Let me start by defining the random variable.
I have $n$ units. I run a (Bernoulli) experiment where a unit is assigned to group $U$ with probability $q$ or to group $U'$ with probability $1-q$.
Let $K=|U|$ after this experiment ends. I think of this as flipping $n$ coins with bias $q$ and counting the number of heads. Then, $K \sim \text{Binomial}(n, q)$.
Now, suppose I modify the procedure a little:
If by random chance, after I have flipped all $n$ coins, I have $|U| = \emptyset$, i.e. $K = 0$, I "reject" my results and redo the whole experiment. By this, I mean I reflip all $n$ coins and count the number of heads and that will be my new $K$. If this new $K$ is greater than $0$, I keep it. However, if by random chance I keep getting $K=0$, I start over again. Essentially, I can just never accept $K=0$ but I'm insisting on doing this coin flip procedure to determine $K$. It is clear that $K$ is no longer a binomial random variable… but this is where I get stuck. I don't know how to reason about the distribution of $K$ in general.

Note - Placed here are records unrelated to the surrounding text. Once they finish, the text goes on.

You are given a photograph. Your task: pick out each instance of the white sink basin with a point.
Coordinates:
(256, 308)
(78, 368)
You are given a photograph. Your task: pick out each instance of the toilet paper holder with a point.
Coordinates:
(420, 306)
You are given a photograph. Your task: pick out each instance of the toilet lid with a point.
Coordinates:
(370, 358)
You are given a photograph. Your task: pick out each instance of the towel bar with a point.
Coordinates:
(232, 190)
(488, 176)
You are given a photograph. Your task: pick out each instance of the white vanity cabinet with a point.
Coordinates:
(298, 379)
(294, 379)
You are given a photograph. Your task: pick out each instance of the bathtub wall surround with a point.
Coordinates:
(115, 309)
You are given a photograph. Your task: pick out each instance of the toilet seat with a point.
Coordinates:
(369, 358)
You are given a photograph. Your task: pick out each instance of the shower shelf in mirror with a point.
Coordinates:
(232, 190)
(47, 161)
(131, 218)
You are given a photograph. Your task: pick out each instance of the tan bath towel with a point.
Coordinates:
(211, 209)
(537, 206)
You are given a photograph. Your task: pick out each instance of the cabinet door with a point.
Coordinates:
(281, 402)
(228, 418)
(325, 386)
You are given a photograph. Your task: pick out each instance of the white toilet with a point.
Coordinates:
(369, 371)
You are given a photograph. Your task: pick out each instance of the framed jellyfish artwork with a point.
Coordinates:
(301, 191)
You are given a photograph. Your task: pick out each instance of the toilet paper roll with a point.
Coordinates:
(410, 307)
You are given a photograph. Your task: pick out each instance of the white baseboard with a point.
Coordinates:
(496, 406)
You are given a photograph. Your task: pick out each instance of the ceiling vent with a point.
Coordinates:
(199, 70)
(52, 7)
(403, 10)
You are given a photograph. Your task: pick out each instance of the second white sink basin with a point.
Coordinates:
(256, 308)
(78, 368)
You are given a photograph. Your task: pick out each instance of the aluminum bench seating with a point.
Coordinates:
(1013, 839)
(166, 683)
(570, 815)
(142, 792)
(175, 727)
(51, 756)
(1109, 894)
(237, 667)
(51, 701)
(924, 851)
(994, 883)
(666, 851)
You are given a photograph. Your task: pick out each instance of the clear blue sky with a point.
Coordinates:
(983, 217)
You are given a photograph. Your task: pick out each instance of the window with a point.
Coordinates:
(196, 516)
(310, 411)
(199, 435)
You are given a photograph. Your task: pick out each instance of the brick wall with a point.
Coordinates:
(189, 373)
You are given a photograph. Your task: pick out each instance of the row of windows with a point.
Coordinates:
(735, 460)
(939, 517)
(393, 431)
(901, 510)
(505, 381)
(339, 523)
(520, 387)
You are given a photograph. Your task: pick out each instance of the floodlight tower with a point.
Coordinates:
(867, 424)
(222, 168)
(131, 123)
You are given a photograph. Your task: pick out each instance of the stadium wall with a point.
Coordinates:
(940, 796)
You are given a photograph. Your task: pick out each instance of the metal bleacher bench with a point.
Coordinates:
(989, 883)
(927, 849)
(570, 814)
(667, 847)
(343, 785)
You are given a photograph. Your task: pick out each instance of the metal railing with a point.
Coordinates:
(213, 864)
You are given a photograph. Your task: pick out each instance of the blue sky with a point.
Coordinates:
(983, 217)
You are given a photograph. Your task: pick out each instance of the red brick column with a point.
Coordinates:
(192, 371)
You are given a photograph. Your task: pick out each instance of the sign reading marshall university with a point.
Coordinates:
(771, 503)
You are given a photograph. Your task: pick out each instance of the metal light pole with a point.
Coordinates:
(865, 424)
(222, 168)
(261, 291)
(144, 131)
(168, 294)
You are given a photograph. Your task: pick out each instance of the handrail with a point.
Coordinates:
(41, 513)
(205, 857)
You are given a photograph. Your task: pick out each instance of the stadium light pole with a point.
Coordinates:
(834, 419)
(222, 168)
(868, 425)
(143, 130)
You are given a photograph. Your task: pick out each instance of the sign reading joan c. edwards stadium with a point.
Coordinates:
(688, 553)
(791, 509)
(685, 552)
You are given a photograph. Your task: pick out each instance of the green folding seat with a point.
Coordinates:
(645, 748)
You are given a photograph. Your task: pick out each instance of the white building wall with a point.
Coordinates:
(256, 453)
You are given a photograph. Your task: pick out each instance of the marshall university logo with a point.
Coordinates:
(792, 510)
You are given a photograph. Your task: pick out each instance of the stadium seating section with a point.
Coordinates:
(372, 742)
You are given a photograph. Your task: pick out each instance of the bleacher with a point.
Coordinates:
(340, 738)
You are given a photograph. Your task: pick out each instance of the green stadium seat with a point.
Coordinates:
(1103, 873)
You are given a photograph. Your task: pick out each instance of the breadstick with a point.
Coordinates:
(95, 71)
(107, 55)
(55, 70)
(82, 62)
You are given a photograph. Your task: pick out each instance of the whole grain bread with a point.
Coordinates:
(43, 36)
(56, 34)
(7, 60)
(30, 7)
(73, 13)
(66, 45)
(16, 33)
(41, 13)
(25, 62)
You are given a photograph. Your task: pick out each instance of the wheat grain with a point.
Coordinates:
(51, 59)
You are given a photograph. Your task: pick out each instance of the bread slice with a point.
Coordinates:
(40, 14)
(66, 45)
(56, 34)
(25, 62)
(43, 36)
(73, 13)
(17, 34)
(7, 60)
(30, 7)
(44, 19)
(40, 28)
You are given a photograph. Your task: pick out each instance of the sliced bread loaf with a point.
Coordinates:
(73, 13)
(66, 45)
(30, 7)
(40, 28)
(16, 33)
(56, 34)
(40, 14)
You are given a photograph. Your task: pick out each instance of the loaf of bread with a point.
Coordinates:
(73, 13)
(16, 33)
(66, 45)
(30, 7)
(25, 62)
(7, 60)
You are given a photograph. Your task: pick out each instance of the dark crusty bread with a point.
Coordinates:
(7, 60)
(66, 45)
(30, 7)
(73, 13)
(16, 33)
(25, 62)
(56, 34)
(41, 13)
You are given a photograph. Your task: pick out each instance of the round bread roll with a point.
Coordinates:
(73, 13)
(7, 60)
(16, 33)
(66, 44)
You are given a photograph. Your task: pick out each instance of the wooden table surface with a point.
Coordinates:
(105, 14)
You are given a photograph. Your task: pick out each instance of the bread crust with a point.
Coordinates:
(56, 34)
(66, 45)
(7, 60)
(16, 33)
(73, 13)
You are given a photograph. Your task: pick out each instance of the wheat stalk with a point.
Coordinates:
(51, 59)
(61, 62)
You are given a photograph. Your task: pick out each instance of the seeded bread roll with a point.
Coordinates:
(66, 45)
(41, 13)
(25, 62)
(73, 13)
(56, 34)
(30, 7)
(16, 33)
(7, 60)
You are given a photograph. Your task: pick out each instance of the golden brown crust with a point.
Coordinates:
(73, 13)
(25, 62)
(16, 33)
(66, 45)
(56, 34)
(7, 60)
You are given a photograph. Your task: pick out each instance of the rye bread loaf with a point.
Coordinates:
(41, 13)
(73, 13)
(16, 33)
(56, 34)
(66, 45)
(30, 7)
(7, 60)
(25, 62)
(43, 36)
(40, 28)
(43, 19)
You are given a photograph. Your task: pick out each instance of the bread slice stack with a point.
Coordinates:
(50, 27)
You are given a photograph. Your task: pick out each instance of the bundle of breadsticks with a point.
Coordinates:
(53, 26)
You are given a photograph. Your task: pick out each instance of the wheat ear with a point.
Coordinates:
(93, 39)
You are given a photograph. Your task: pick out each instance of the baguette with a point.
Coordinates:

Specifically, I need to calculate
$$\mathbb{E}\big[\tfrac{1}{K}\big] = \sum_{i=1}^n \frac{1}{i}\cdot \text{Prob}(K=i),$$
but I don't know how to determine what those probabilities are or how to even begin reasoning about the distribution of $K$. How can I determine those probabilities?
Best Answer
As explained in the comment by Henry, we have a "truncated" or "chopped" Binomial distribution. The probabilities $\text{Prob}(K=i)$ need to be rescaled such that $\sum_{i=1}^n \text{Prob}(K=i) = 1$.
Let $X \sim \text{Binomial}(n,q)$ and let $K$ be distributed as described in the question. We can reason as follows. First, notice that $$\sum_{i=1}^n {n \choose i} q^i(1-q)^{n-i} = 1 - \text{Prob}(X=0) = 1 - (1-q)^n.$$ Dividing both sides of the equation by $1 - (1-q)^n$, we have $$ \frac{\sum_{i=1}^n {n \choose i} q^i(1-q)^{n-i}}{1 - (1-q)^n} = \frac{1 - (1-q)^n}{1 - (1-q)^n} = 1. $$
Thus, if we define $$\text{Prob}(K=i)= \frac{{n \choose i} q^i(1-q)^{n-i}}{1 - (1-q)^n}$$ for $i=1,2,\ldots,n$, we have a valid probability distribution for $K$.
Note that an alternative (but possibly equivalent?) solution would be to note that $$(1-q)^n + \sum_{i=1}^n {n \choose i} q^i(1-q)^{n-i} = 1,$$ and define $\text{Prob}(K=i)= {n \choose i} q^i(1-q)^{n-i} + \frac{(1-q)^n}{n}$.